Charlie Clements, the national president and chief executive officer of the Unitarian Universalist Service Committee, in Portland for the UUA convention last month, was among various speakers at the rally.

Clements, who recently met with leaders of Darfurian refugee camps in Chad, told those present that most of what the United States has said to address the genocide "has no teeth."

He chastened the U.S. financial services companies Berkshire Hathaway and Fidelity Investments for their support of PetroChina, which is widely viewed as the "highest offending" company helping to fund the Darfur genocide.

In its search for petroleum to fuel China's economic expansion, Chinese companies have provided financial aid to Sudanese leaders believed behind the Darfur genocide.

"Berkshire Hathaway and formerly Fidelity said, "We have to be responsible to our stockholders," said Clements."Imagine if I.G. Farben (manufacturers of Zyklon B, the gas used in the Nazi gas chambers) had said that."

Fidelity has since announced sharp reductions of holdings in oil companies targeted by human-rights activists for their ties to Sudan's rulers.

Clements praised actress Mia Farrow, good will ambassador for the United Nations Children's Fund, for her recent public effort to place pressure on filmmaker Stephen Spielberg in regard to China's role in the Darfur Genocide.

Farrow's open letter to Spielberg in the Wall Street Journal motivated the filmmaker to call on the Chinese government to alter its policies on Darfur.
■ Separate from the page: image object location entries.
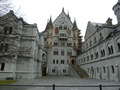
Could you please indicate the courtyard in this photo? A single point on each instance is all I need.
(62, 83)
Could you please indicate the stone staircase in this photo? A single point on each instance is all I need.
(80, 71)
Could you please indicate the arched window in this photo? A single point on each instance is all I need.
(69, 52)
(2, 66)
(109, 50)
(55, 52)
(60, 27)
(56, 61)
(91, 56)
(104, 69)
(96, 55)
(112, 51)
(103, 52)
(97, 70)
(65, 27)
(1, 47)
(62, 52)
(84, 59)
(7, 30)
(53, 61)
(112, 67)
(87, 58)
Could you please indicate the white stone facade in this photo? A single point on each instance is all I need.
(100, 56)
(19, 48)
(61, 41)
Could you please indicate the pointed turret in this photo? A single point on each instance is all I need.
(49, 24)
(68, 15)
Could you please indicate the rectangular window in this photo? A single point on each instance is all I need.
(62, 61)
(67, 61)
(69, 44)
(69, 53)
(56, 43)
(53, 70)
(64, 70)
(55, 52)
(53, 61)
(56, 61)
(62, 44)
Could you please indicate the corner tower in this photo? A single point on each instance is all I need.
(116, 9)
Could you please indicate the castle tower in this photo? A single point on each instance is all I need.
(116, 9)
(61, 38)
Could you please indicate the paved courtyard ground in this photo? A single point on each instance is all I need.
(61, 80)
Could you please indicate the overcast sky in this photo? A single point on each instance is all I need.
(39, 11)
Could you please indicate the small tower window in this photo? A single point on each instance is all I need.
(2, 66)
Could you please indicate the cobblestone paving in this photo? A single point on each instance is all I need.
(62, 80)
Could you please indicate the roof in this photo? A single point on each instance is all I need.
(96, 24)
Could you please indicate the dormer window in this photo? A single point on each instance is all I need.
(7, 30)
(65, 27)
(60, 27)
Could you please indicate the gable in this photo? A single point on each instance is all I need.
(91, 29)
(63, 19)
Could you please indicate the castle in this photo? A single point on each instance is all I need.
(26, 53)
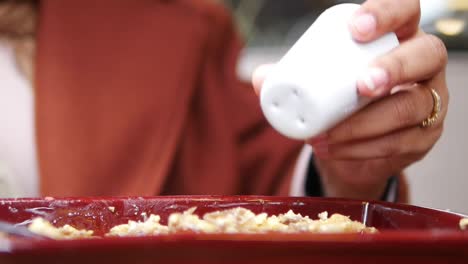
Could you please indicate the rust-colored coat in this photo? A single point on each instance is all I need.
(141, 98)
Spielberg has been engaged by the Chinese government as their artistic advisor for the 2008 Olympic Games in Beijing.

Spielberg subsequently sent a letter to Chinese President Hu Jintao condemning the killings in Darfur and asking the Chinese government to use its influence in the region "to bring an end to the human suffering there," according to Spielberg spokesman, Marvin Levy.
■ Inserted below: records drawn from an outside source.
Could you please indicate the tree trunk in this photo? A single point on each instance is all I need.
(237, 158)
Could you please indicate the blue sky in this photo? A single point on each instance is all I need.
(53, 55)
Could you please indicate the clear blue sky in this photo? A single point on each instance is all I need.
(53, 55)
China soon dispatched an envoy to Darfur to address the issue, which earlier had led some to dub the Beijing Games the "Genocide Olympics."
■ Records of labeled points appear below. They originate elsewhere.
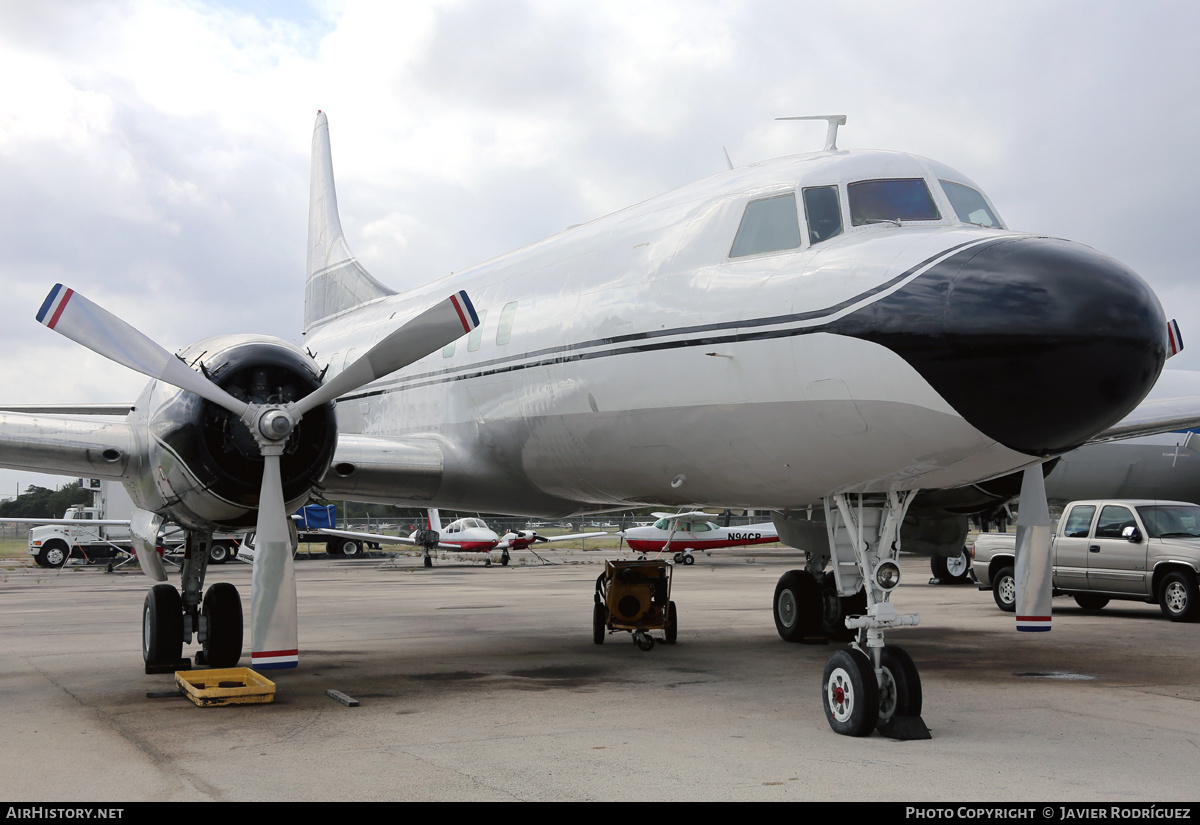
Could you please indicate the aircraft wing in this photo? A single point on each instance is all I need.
(69, 409)
(379, 539)
(73, 522)
(575, 535)
(1162, 415)
(94, 446)
(539, 539)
"Clearly the Chinese were fearful enough of all of you to do something," Clements told the assembled activists.

Clements called the Olympics "our greatest leverage" on behalf of the Darfurians, "but we must act quickly," he said.

"We clearly have some kind of hands-off policy," said Clements of the U.S. government's response to Darfur. " We must do something about that."

He said, "The people in Darfur need us. We have to call for justice, and that means calling people to account before the International Criminal Court of Justice."

Speakers representing other groups included Emily Gottfried, area director of the American Jewish Committee in Oregon, and Marty Frommer and Katy-Jay Scott, both of the Portland Coalition for Genocide Awareness.

Holocaust survivor Alter Wiener of Portland, author of the recent Holocaust memoir "From a Name to a Number," also addressed the crowd.

"'Never again' rings hollow today," said Wiener of the phrase Jews have used since the end of World War II in response to the Nazi Holocaust.

"By what criteria are the people in Darfur inferior? Why does no one come to rescue the people in Darfur today?" asked Wiener. "The people in Darfur today look as I did then," he said, recalling his condition as a survivor. "I suffered from anti-Semitism. In Darfur they suffer from anti-humanism."

Others taking part in the rally included a group of seven young African-style drummers from North Portland's Open Meadow Middle School under the direction of teacher Tab Waterman and Alex Addy of Homowo, the African Arts and Culture group established by Addy's father, famed African drummer Obo Addy.